WOODLAND — The City Council on Monday stood firm in its opposition to Blooms to Brews, declining to even vote on a request to reconsider permits for the notable marathon race next year.

“I’d like to apologize on behalf of myself and all involved … for any lack of respect or courtesy we have shown,” organizer Elba Benzler told the council Monday evening. “We have somehow let you down, and I am asking for a chance to make it right.”

He noted that the event brings hotel and retail revenue into the city, including one convenience store alone drawing in an extra $1,500 the weekend of the event. And he asked the council to “help us understand” where his team went wrong in not following traffic control plans or improperly closing roads.
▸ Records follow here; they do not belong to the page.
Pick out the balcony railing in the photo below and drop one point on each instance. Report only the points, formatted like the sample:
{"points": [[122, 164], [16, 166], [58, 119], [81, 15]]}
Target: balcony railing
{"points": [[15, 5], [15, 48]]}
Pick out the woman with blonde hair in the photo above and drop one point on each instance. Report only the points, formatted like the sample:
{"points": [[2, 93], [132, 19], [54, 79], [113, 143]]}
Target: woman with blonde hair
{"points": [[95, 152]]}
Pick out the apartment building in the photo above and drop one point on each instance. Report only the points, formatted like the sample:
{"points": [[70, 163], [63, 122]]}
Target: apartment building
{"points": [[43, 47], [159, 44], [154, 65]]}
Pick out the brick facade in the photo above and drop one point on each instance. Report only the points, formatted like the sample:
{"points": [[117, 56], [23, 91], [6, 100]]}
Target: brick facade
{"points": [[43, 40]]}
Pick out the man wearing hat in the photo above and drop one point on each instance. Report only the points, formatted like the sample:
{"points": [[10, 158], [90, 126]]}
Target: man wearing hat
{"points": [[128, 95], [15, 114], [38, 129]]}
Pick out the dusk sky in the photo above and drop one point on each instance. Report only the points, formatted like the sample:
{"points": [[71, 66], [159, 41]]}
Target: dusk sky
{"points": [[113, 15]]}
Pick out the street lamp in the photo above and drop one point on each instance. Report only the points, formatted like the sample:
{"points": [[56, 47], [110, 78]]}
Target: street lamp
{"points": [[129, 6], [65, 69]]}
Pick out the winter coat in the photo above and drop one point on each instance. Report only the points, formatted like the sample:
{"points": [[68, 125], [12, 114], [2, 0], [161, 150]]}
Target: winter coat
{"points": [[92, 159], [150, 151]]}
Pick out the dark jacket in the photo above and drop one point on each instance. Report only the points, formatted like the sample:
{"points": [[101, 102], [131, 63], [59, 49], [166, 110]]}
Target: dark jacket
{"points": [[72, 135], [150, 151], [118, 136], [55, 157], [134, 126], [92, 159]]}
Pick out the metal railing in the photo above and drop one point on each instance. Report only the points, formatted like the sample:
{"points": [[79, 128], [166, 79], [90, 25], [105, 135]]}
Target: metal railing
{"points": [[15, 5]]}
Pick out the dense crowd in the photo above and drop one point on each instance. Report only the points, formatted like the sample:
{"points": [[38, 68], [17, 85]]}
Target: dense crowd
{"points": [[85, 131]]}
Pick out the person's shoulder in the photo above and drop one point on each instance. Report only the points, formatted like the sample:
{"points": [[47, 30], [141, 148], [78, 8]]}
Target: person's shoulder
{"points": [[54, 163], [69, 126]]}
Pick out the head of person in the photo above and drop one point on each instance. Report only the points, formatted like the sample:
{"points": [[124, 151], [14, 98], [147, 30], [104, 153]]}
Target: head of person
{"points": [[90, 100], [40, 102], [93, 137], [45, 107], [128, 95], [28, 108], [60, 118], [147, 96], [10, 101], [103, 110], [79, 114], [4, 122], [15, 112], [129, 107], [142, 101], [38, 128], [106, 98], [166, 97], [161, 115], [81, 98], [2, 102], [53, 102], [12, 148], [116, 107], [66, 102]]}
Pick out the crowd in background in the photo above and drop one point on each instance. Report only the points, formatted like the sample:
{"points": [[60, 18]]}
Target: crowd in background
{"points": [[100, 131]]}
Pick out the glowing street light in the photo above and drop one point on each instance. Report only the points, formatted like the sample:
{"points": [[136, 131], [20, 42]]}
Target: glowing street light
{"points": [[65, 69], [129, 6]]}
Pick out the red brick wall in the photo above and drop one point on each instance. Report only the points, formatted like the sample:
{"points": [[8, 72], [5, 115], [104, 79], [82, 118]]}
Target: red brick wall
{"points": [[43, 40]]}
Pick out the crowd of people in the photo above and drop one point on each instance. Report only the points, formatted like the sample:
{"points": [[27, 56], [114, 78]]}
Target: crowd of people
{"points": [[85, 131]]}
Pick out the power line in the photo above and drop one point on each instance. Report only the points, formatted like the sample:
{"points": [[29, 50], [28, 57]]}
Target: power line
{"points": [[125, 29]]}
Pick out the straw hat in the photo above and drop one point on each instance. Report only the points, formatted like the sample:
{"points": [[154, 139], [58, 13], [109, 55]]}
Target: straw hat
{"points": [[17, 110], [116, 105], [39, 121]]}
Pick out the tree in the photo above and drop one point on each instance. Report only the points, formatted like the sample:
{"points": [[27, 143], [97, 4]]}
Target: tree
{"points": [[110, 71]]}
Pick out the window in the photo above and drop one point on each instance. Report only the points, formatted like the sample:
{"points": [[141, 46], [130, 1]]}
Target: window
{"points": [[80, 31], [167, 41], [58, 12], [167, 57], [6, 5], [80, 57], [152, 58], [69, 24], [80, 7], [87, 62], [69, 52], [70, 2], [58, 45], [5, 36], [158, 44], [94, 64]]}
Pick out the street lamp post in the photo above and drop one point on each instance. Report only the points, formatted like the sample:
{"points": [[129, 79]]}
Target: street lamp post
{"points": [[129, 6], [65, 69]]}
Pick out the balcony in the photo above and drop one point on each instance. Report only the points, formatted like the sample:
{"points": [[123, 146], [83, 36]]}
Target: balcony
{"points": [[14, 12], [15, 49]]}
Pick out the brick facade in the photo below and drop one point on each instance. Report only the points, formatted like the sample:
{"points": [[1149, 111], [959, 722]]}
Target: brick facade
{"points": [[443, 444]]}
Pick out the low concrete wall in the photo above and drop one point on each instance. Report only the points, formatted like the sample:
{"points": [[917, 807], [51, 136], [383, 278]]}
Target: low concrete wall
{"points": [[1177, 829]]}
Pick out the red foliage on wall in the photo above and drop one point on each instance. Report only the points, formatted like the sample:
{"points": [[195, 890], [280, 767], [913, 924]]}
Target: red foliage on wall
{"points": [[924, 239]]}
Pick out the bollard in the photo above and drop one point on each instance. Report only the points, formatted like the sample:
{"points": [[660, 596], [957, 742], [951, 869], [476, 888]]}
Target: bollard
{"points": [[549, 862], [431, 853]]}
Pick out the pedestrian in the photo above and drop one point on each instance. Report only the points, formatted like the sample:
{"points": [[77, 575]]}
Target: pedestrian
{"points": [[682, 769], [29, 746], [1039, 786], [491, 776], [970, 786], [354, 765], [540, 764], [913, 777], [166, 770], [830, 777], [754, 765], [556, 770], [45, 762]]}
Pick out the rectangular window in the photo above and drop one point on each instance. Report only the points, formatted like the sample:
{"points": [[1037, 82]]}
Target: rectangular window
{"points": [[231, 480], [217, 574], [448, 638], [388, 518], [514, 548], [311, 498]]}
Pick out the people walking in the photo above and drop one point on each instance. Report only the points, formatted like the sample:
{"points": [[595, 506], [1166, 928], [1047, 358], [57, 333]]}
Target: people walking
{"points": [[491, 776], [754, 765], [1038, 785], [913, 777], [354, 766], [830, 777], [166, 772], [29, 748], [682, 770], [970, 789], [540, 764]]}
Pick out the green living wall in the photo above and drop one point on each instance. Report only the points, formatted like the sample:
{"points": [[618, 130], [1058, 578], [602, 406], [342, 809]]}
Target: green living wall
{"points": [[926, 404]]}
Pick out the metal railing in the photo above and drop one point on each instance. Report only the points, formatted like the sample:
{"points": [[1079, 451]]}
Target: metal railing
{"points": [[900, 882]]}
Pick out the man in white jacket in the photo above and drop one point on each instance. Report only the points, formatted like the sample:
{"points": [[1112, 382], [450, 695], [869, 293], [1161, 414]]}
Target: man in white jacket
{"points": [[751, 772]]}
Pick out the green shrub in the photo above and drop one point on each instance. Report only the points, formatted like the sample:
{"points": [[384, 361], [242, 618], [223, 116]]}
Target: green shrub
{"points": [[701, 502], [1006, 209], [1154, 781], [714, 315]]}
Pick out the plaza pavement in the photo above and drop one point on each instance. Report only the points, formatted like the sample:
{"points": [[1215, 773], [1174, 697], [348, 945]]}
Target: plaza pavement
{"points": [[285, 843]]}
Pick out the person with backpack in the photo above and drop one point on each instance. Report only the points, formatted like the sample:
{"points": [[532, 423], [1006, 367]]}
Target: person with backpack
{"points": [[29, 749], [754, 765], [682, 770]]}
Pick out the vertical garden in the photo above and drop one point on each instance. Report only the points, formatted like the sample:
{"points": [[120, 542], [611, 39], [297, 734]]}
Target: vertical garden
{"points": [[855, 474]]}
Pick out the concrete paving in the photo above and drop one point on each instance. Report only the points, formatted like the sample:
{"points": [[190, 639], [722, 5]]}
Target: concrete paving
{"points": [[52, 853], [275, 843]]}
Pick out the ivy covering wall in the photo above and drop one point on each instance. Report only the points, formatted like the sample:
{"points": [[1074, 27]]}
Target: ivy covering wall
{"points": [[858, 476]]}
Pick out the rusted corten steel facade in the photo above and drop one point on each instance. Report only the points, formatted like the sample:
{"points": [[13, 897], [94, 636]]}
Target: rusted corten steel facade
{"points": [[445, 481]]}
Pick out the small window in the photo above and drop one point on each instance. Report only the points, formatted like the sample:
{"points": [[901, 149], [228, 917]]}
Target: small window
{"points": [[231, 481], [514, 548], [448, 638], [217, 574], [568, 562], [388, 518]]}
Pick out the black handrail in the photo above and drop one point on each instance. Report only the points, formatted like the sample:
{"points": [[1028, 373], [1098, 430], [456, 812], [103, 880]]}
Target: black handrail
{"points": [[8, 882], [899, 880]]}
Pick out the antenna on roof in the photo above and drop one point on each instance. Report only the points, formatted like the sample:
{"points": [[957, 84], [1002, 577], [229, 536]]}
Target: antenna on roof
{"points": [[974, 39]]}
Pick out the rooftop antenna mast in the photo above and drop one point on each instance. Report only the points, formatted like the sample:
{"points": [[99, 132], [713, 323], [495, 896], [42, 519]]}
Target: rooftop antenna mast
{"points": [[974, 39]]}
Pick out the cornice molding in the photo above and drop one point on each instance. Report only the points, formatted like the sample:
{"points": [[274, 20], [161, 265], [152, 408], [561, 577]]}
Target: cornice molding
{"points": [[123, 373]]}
Several citizens also asked the council to give Benzler another chance.

“It’s the only reason I ever come to Woodland, Washington, and I would like to continue doing that,” Milwaukie, Ore., resident Ted Welty said.

Blooms to Brews features races from a 5K to a marathon and has occurred every April in Woodland since 2013. It is a qualifying marathon for those seeking to compete in the Boston Marathon, and this year it drew in nearly 1,500 competitors and about 500 spectators, Benzler said last week.

The council originally declined to reinstate the event in its June 3 meeting. Mayor Will Finn, citing years of traffic snarls, citizen complaints and inadequate clean-up, recommended the council deny Benzler from holding the event in 2020 and going forward.

Council member Benjamin Fredericks said there was no support among council members to bring the event back.

“It went through the initial application process, and it was denied,” Fredericks said. “In my mind, if I’m Mr. Benzler or that group, I would say, ‘Hey, I’ll resubmit an application and see if the process can be started over.’ ”

Finn said after the City Council meeting that while he appreciated the concerns of Benzler’s supporters and the spotlight the marathon brought to Woodland, he has “absolutely not” changed his mind.

“We tried to work with this gentlemen for year after year after year,” Finn said. “We’ve addressed the complaints. Every year we have a debrief, and we talk about the issues, and it’s always the same issues.”

Park Road, the main artery though Horseshoe Lake Park, was closed the Saturday before the event without prior planning, Finn said.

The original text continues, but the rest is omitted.